I don’t want to get into a partisan argument about tax policy here. My point is only that public sector leaders are as prone as private sector ones to present over-optimistic numbers, to minimize risks, to put important caveats in obscure footnotes (if anywhere) and to oversimplify the policy choices. Somehow, we need to mount an effort to focus attention on alternative estimates that show what might happen if the economy proves less robust, if expiring tax provisions are extended, spending grows at more rapid rates and known problems are addressed. Analysts also have to get across that some features of the future (such as war, weather, and the rate of economic growth) are quite uncertain, while others (such as the impact of a rapidly-aging population on budget costs) are much less so.
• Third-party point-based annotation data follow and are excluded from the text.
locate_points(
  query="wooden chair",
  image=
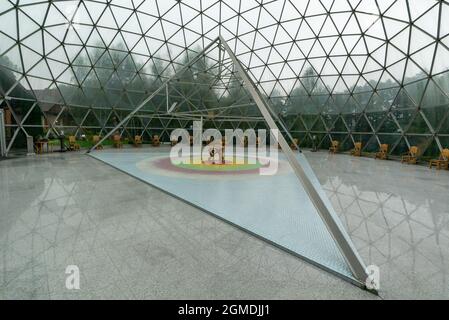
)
(442, 161)
(383, 152)
(73, 146)
(295, 144)
(117, 141)
(357, 151)
(137, 141)
(411, 157)
(156, 141)
(334, 146)
(95, 140)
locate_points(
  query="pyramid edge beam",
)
(344, 244)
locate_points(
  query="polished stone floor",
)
(130, 240)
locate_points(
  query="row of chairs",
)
(411, 157)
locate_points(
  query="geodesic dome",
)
(349, 70)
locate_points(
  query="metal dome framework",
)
(348, 70)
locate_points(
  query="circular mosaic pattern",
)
(241, 167)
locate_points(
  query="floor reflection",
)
(60, 209)
(398, 217)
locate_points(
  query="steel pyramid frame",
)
(235, 68)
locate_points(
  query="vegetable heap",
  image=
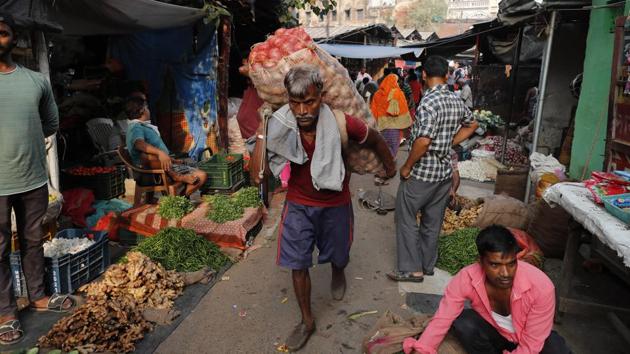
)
(182, 250)
(90, 171)
(487, 119)
(112, 319)
(224, 208)
(174, 207)
(457, 250)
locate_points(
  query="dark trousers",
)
(417, 244)
(479, 337)
(30, 208)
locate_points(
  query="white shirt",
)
(504, 322)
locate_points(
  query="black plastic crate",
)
(224, 171)
(19, 283)
(66, 274)
(104, 185)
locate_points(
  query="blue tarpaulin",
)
(147, 56)
(358, 51)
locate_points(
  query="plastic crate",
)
(104, 185)
(615, 210)
(19, 283)
(223, 174)
(65, 274)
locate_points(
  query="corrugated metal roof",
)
(406, 32)
(320, 32)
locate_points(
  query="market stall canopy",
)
(357, 51)
(91, 17)
(451, 46)
(94, 17)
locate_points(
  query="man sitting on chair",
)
(147, 149)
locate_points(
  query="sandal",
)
(298, 338)
(55, 304)
(405, 277)
(11, 326)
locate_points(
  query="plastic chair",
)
(148, 185)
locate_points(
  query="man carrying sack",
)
(318, 209)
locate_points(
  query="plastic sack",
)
(542, 164)
(78, 204)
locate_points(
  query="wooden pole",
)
(223, 71)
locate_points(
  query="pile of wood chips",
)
(467, 216)
(111, 320)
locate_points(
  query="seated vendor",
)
(512, 304)
(147, 149)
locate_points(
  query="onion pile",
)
(269, 62)
(282, 44)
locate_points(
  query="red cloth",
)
(532, 307)
(416, 89)
(247, 116)
(301, 188)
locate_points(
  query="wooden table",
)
(609, 239)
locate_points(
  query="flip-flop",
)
(55, 304)
(405, 277)
(11, 326)
(298, 338)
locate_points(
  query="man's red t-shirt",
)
(301, 188)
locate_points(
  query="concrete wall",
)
(590, 127)
(567, 60)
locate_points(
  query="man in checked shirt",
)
(442, 120)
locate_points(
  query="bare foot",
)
(12, 335)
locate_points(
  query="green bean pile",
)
(182, 250)
(457, 250)
(224, 208)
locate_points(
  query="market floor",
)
(254, 308)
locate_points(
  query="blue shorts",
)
(304, 227)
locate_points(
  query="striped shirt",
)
(440, 115)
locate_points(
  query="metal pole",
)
(542, 91)
(51, 142)
(513, 81)
(225, 31)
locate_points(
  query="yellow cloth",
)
(389, 105)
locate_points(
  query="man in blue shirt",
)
(147, 149)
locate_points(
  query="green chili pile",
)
(457, 250)
(174, 207)
(182, 250)
(224, 208)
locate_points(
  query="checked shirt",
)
(439, 116)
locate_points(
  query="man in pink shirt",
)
(512, 305)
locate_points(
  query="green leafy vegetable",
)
(457, 250)
(224, 208)
(182, 250)
(174, 207)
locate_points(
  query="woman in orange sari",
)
(389, 108)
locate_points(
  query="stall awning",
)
(357, 51)
(91, 17)
(451, 46)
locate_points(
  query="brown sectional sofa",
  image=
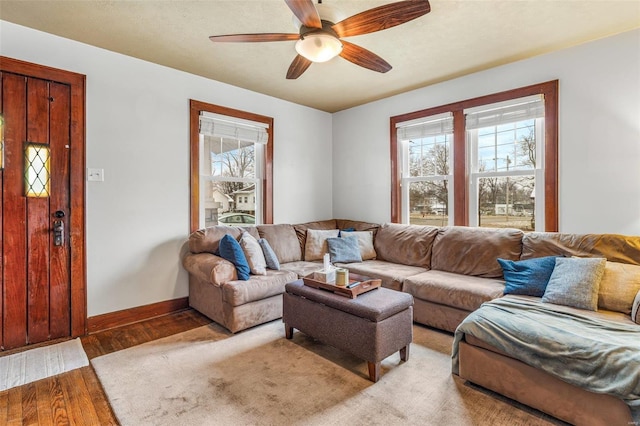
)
(450, 271)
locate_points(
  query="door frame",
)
(77, 241)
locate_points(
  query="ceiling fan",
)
(320, 40)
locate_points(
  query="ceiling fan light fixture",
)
(319, 47)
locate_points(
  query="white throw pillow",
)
(316, 245)
(365, 242)
(253, 253)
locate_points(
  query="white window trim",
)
(405, 182)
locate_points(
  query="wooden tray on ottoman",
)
(366, 284)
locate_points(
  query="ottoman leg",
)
(374, 371)
(288, 331)
(404, 353)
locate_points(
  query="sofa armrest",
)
(209, 267)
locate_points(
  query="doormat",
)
(39, 363)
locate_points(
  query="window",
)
(493, 164)
(425, 155)
(231, 162)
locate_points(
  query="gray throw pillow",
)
(344, 250)
(635, 313)
(269, 255)
(575, 282)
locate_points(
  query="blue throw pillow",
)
(230, 250)
(269, 255)
(527, 277)
(352, 229)
(344, 250)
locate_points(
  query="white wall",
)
(138, 131)
(599, 135)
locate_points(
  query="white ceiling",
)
(454, 39)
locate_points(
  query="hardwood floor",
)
(77, 397)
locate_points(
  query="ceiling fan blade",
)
(363, 57)
(306, 12)
(297, 67)
(254, 37)
(383, 17)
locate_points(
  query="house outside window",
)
(231, 163)
(489, 161)
(231, 170)
(425, 147)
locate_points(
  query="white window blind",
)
(233, 128)
(511, 111)
(440, 124)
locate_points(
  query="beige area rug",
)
(35, 364)
(257, 377)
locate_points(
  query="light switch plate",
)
(95, 175)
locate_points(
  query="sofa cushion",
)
(618, 287)
(301, 229)
(210, 268)
(253, 253)
(301, 268)
(344, 249)
(474, 251)
(231, 250)
(269, 255)
(258, 287)
(527, 277)
(575, 282)
(615, 248)
(365, 242)
(391, 274)
(456, 290)
(405, 244)
(316, 243)
(283, 241)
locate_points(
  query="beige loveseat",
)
(450, 271)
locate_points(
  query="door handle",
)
(58, 233)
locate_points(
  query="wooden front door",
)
(38, 243)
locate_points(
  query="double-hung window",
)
(506, 149)
(231, 166)
(425, 148)
(490, 161)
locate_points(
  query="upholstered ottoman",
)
(372, 326)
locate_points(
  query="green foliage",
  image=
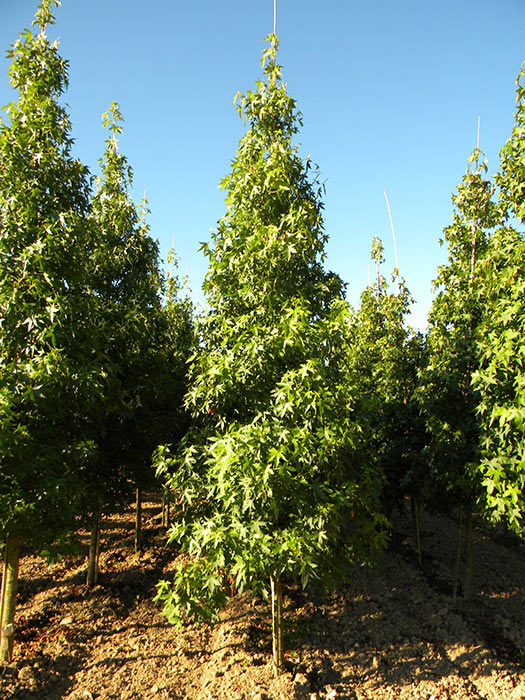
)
(272, 480)
(50, 372)
(499, 378)
(511, 176)
(500, 381)
(384, 358)
(140, 336)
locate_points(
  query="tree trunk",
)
(138, 520)
(277, 625)
(94, 551)
(415, 525)
(8, 598)
(458, 556)
(467, 586)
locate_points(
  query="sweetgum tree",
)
(272, 480)
(51, 373)
(385, 357)
(448, 397)
(147, 343)
(500, 377)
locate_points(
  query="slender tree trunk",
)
(8, 597)
(467, 586)
(415, 525)
(277, 625)
(94, 550)
(458, 555)
(138, 520)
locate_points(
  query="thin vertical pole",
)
(394, 238)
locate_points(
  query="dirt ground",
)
(391, 634)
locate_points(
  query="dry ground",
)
(391, 634)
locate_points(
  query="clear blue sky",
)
(390, 92)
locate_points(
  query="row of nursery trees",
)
(290, 424)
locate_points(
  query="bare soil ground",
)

Budget projections are, of course, only one example of a broader problem that challenges both the public and the private sectors. Strict adherence to GAAP accounting rules does not help businesses make big decisions amid great uncertainty. They, like the government, have to make the best projections they can and allow for the risks of being wrong. Risk management has become a sophisticated effort, especially in the financial services industry. It involves continuously updating projection models as conditions change and stress-testing those models to see how robust the projections are in the face of possible contingencies. Some of the techniques–and attitudes–of professional riskmanagers could help public servants avoid some ethical pitfalls.
I do not believe that the answer in either sector lies in choosing less optimistic, more riskaverse leaders. Rather it lies in requiring more information and asking more probing and skeptical questions. In the private sector, that job falls on corporate boards, regulators and, above all, investors. In the public domain, the task cannot be left solely to politicians of the opposing party, because their motives are always suspect. A far more thorough job must be done by independent analysts, the press, and an increasingly wellinformed public. In other words, we all have to take on this problem.